We did not return to G.H.Q. until November 26th, after having visited practically the whole of the immense front from the Baltic to the Black Sea.

On December 10th we heard that the Tsar was intending to visit the regiments of the Guard which were then on the frontier of Galicia, On the morning of our departure, Thursday, December 16th, Aleksey Nicolaievich, who had caught cold the previous day and was suffering from a heavy catarrh in the head, began to bleed at the, nose as a result of sneezing violently. I summoned Professor Feodorov but he could not entirely stop the bleeding. In spite of this accident we started off, as all preparations had been made for the arrival of the Tsar. During the night the boy got worse. His temperature had gone up and he was getting weaker. At three o'clock in the morning Professor Feodorov, alarmed at his responsibilities, decided to have the Tsar roused and ask him to return to Mohilev, where he could attend to the Tsarevich under more favorable conditions.

Professor Feodorov accompanied the Tsar on all his journeys after the latter took over the supreme command. Dr. Botkin and Dr. Derevenko had remained behind at Tsarskoe-Selo.

The next morning we were on our way back to G.H.Q., but the boy's state was so alarming that it was decided to take him back to Tsarskoe-Selo. The Tsar called on the General Staff and spent two hours with General Alexeiev.

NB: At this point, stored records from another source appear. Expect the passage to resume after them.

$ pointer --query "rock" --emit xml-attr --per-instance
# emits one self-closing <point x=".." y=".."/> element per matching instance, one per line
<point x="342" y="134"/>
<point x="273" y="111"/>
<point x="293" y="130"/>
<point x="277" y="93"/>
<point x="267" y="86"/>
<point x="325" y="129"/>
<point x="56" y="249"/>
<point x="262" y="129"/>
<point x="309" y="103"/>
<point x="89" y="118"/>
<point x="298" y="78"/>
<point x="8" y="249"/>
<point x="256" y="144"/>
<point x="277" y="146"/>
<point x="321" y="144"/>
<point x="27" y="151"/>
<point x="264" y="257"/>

Then he joined us and we started off at once. Our journey was particularly harrowing, as the patient's strength was failing rapidly, We had to have the train stopped several times to be able to change the plugs. Aleksey Nicolaievich was supported in bed by his sailor Nagorny (he could not be allowed to lie full length), and twice in the night he swooned away and I thought the end had come.

Towards morning there was a slight improvement, however, and the haemorrhage lessened. At last we reached Tsarskoe-Selo. It was eleven o'clock. The Tsarina, who had been torn with anguish and anxiety, was on the platform with the Grand-Duchesses. With infinite care the invalid was taken to the palace. The doctors ultimately succeeded in cauterizing the scar which had formed at the spot where a little blood-vessel had burst. Once more the Tsarina attributed the improvement in her son's condition that morning to the prayers of Rasputin, and she remained convinced that the boy had been saved thanks to his intervention.

The Tsar stayed several days with us, but he was anxious to get away as he was wishful to take advantage of the comparative stagnation at the front to visit the troops and get into the closest possible touch with them.

His journeys to the front had been a great success. His presence had everywhere aroused immense enthusiasm, not only among the men but also among the peasants, who swarmed in from the country round whenever his train stopped, in the hope of catching a glimpse of their sovereign. The Tsar was certain that his efforts would tend to revive feelings of patriotism and personal loyalty in the nation and the army. His recent experiences persuaded him that he had succeeded, and those who went with him thought the same. Was it an illusion? He who denies its truth can know little of the Russian people, and cannot have the slightest idea how deep rooted was monarchical sentiment in the moujik.